Holberg is a former ferry terminal about 35 km from the northwest tip of Vancouver Island, British Columbia. This unincorporated community is at the head of Holberg Inlet, which forms the western arm of Quatsino Sound.

==Prelude==
A Danish community existed at Cape Scott, British Columbia from 1897. To encourage settlers to relocate south to the San Josef Valley, between San Josef Bay and the future Holberg, the government promised to build a wagon road along that route. By 1909, the harsh conditions had dwindled the population, leaving only two residents at the cape. New waves of Danish immigrants mainly settled along the valley.

==Early community==
In 1909, a new Danish settlement was named Holberg, after Baron Ludvig Holberg, a distinguished Danish-Norwegian historian, dramatist and utopian novelist. An alternative claim suggests this settlement was established in 1907, and was formerly called West Arm. However, a recollection from the summer of 1908 implies no settlement being at Holberg. Nels C. Nelson, who had run the general store at the cape, became the inaugural postmaster in 1909.

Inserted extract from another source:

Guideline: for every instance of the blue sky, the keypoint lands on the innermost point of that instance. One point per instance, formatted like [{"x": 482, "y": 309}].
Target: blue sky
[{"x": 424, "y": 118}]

Work began on the promised wagon road and installing telegraph lines along the trails connecting Holberg to Cape Scott, San Josef Bay, Sea Otter Cove and Shushartie. Enlistments for World War I in 1914 ended progress on the road, and the area population plummeted from an approximate 1,000 peak. After the war, work resumed on the road, but the mountainous section between the valleys remained uncompleted until the late 1930s. A store opened in the mid-1920s. The community population was 27 in 1939, 24 in 1940, and 53 in 1943. The latter likely included loggers in the vicinity.

==Logging==
In the late 1920s, commercial logging commenced, but collapsed during the Great Depression. By the late 1930s, large scale operations were underway along Holberg Inlet. Logs were assembled into log rafts, and towed by tug to the Port Alice pulp mill. A decade later, the Holberg floating logging camp, which housed 250 people, was the largest in the area, dwarfing Holberg itself. Floating camps could be towed to logging sites along the shoreline, but were phased out in the 1950s for land-based camps, because the remaining stands were much farther inland from the shores.

==CFS base==
During World War II, the Cape Scott radar to the northwest operated to detect enemy aircraft. In dealing with the subsequent Cold War threat from the USSR, the Pinetree Line of 44 radar stations across Canada was established, Holberg being at the western end. The tracking site was on the Mt. Brandes peak, and the base station was at the foot of Mt. Hansen, about 6 km north of Holberg. Construction began in 1950, and the facility became operational as RCAF Station Holberg in 1954.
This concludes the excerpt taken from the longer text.